Ignore NotFound errors

Case in point for not returning an error: A subtlety in the KubeBuilder book is how the authors ignore NotFound errors when Get()ting the reconciled object. Normally NotFound would be returned when the object has been deleted. Since we have arranged for the garbage collector to clean up our dependent objects, there is no need to do anything with NotFound errors, so we can ignore them. If the reconciled object was not deleted, but missing for some other reason, we should still ignore NotFound errors. We do not want to requeue the reconciliation by returning the error. If the object were to reappear in the API, the controller would get another reconciliation at that time.

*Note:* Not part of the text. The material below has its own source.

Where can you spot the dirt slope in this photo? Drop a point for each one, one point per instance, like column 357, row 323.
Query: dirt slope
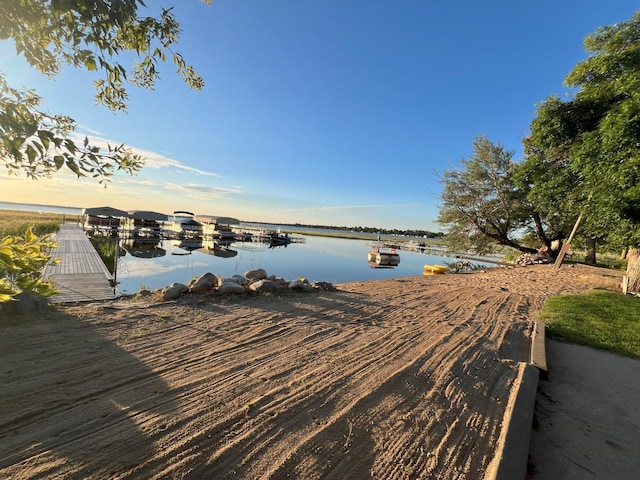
column 404, row 378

Requeuing the reconciliation would be a waste of time.

Example

To put all of the above together, here is a simplified example of Reconcile():

import (
	"github.com/pkg/errors"
	ctrl "sigs.k8s.io/controller-runtime"
	"sigs.k8s.io/controller-runtime/pkg/controller/controllerutil"
)

func (r *CustomReconciler) Reconcile(req ctrl.Request) (ctrl.Result, error) {
	ctx := context.Background()
	// Get CustomResource
	var customResource myApi.CustomResource
	if err := r.Get(ctx, req.NamespacedName, &customResource); err != nil {
		if apierrs.IsNotFound(err) {
			return ctrl.Result{}, nil
		}
		return ctrl.Result{}, errors.Wrap(err, "unable to fetch CustomResource")
	}

	// CreateOrUpdate SERVICE
	var svc corev1.Service
	svc.Name = customResource.Name
	svc.Namespace = customResource.Namespace
	_, err := ctrl.CreateOrUpdate(ctx, r, &svc, func() error {
		ModifyService(customResource, &svc)
		return controllerutil.SetControllerReference(&customResource, &svc, r.Scheme)
	})
	if err != nil {
		return ctrl.Result{}, errors.Wrap(err, "unable to CreateOrUpdate Service")
	}

	// CreateOrUpdate DEPLOYMENT
	var app appsv1.Deployment
	app.Name = customResource.Name + "-app"
	app.Namespace = customResource.Namespace
	_, err = ctrl.CreateOrUpdate(ctx, r, &app, func() error {
		ModifyDeployment(customResource, &app)
		return controllerutil.SetControllerReference(&customResource, &app, r.Scheme)
	})
	if err != nil {
		return ctrl.Result{}, errors.Wrap(err, "unable to CreateOrUpdate Deployment")
	}

	return ctrl.Result{}, nil
}

func ModifyDeployment(cr myApi.CustomResource, deployment *appsv1.Deployment) {
	labels := generateLabels(cr.Name)
	if deployment.Labels == nil {
		deployment.Labels = make(map[string]string)
	}
	for k, v := range labels {
		deployment.Labels[k] = v
	}
	replicas := cr.Spec.Replicas
	deployment.Spec.Replicas = &replicas
	deployment.Spec.Template.Labels = labels

	templateSpec := &deployment.Spec.Template.Spec

	if len(templateSpec.Containers) == 0 {
		templateSpec.Containers = make([]corev1.Container, 1)
	}
	container := &templateSpec.Containers[0]

	container.Name = "myapp"
	container.Args = []string{"/opt/myapp/bin/myapp"}
	container.Image = "myrepo/myapp:v1.0"
	container.Resources = corev1.ResourceRequirements{
		Limits: corev1.ResourceList{
			corev1.ResourceCPU:    cr.Spec.CPU,
			corev1.ResourceMemory: cr.Spec.Memory,
		},
	}
}

Up Next

In our next post, we'll describe our journey of figuring out how to apply Test Driven Development to a KubeBuilder controller.


  1. This slide deck from Kubernetes Meetup Tokyo is a great overview based on the O'Reilly book Programming Kubernetes of what a K8s controller needs to do, and gives a sense of all the things that KubeBuilder takes care of for you.